Qui est Ahmed H., ce réfugié irakien arrêté par la DGSI en mars ?

publié le 8 juin 2018 à 19h46

L’affaire est tout sauf banale. On a appris jeudi, via une info de TF1, qu’un Irakien réfugié en France et habitant dans le Calvados avait été arrêté le 6 mars à Lisieux puis mis en examen trois jours plus tard, pour «crime de guerre» et «assassinats en relation avec une entreprise terroriste». Il a depuis été placé en détention provisoire par des juges antiterroristes parisiens. Lesquels soupçonnent Ahmed H., 33 ans, d’avoir été un cadre dirigeant de l’EI.

De quoi est-il accusé ?

Les autorités irakiennes l'accusent d'avoir participé au massacre de 1 700 personnes en Irak, à proximité de Tikrit, en juin 2014, alors qu'il gérait, pour le compte de l'EI, la région de Samarra. Il est rare que de tels actes permettent de mettre en cause nommément les responsables. Dans cette zone au nord de Bagdad, qu'ont tenue les jihadistes de l'EI en 2014 et 2015, des hommes armés avaient enlevé des centaines de recrues de l'armée irakienne, des chiites pour la plupart, avant de les exécuter une par une. Ce massacre est connu comme celui du camp militaire de Speicher. En garde à vue, Ahmed H. a nié avoir été un ancien cadre de l'EI. Selon une source proche du dossier interrogée par le Monde, il n'a pas le profil des jihadistes qui se sont infiltrés parmi les migrants avec l'objectif de rejoindre l'Europe pour y commettre des attentats. Il s'agirait plutôt d'un vétéran qui fut un partisan de l'EI à ses débuts, en premier lieu au nom de sa haine anti-chiites.

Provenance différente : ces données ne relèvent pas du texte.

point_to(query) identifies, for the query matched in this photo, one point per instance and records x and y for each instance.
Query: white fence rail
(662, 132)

Comment a-t-il pu vivre en France ?

Ahmed H. a, selon les autorités irakiennes, quitté son pays fin 2014. L'Irak aurait alors alerté la coalition militaire internationale et la France sur sa possible présence en Europe. Les conditions dans lesquelles il a pu gagner notre territoire sont encore floues, mais il semble qu'il soit passé par la Hongrie, puis par l'Allemagne. Selon le Monde, il est venu par ses propres moyens et a obtenu le statut de réfugié en juin 2017 auprès de l'Office français de protection des réfugiés et apatrides (Ofpra), bénéficiant du coup d'une carte de résident de dix ans. Le déclenchement de l'enquête a engendré le retrait de son statut de réfugié.

Quand a-t-il été mis sous surveillance ?

Peu après l’obtention de ce statut, à la suite de l’émission d’une notice rouge Interpol, la DGSI place Ahmed H. sous surveillance à partir de l’été 2017. Aucune activité terroriste n’a été constatée depuis son entrée en France, selon une source de France Info au sein des services de renseignement. Le 6 novembre, une information judiciaire est ouverte par le parquet de Paris. Elle conduira à son arrestation par la DGSI début mars.

Comment peut-il être poursuivi en France ?

Alors que les autorités irakiennes ont elles aussi ouvert une procédure judiciaire à son encontre (pour avoir géré la région de Samarra pour l’EI), Ahmed H. est mis en examen en France pour «assassinats en relation avec une entreprise terroriste», «association de malfaiteurs terroriste en vue de commettre des crimes d’atteintes aux personnes», «crimes de guerre par atteinte à la vie», «crimes de guerre par traitements inhumains et dégradants», «crimes de guerre par l’usage de moyens et de méthodes de combat prohibés et participation à un groupement formé en vue de préparer des crimes de guerre».

S’il peut être poursuivi pour «crime de guerre» sur le sol français pour des faits qu’on l’accuse d’avoir commis en Irak, c’est au titre de la «compétence universelle» : cette disposition juridique permet, notamment en France, de porter plainte pour des faits graves commis à l’étranger, à condition que la personne visée soit présente sur le sol français. Alors qu’en juillet 2015, Bagdad a condamné de façon expéditive 24 personnes à la pendaison pour le massacre du camp Speicher, rappelons que la France refuse d’extrader les ressortissants passibles de la peine de mort dans le pays où ils sont recherchés. L’avocat d’Ahmed H. n’a pour l’instant fait aucun commentaire.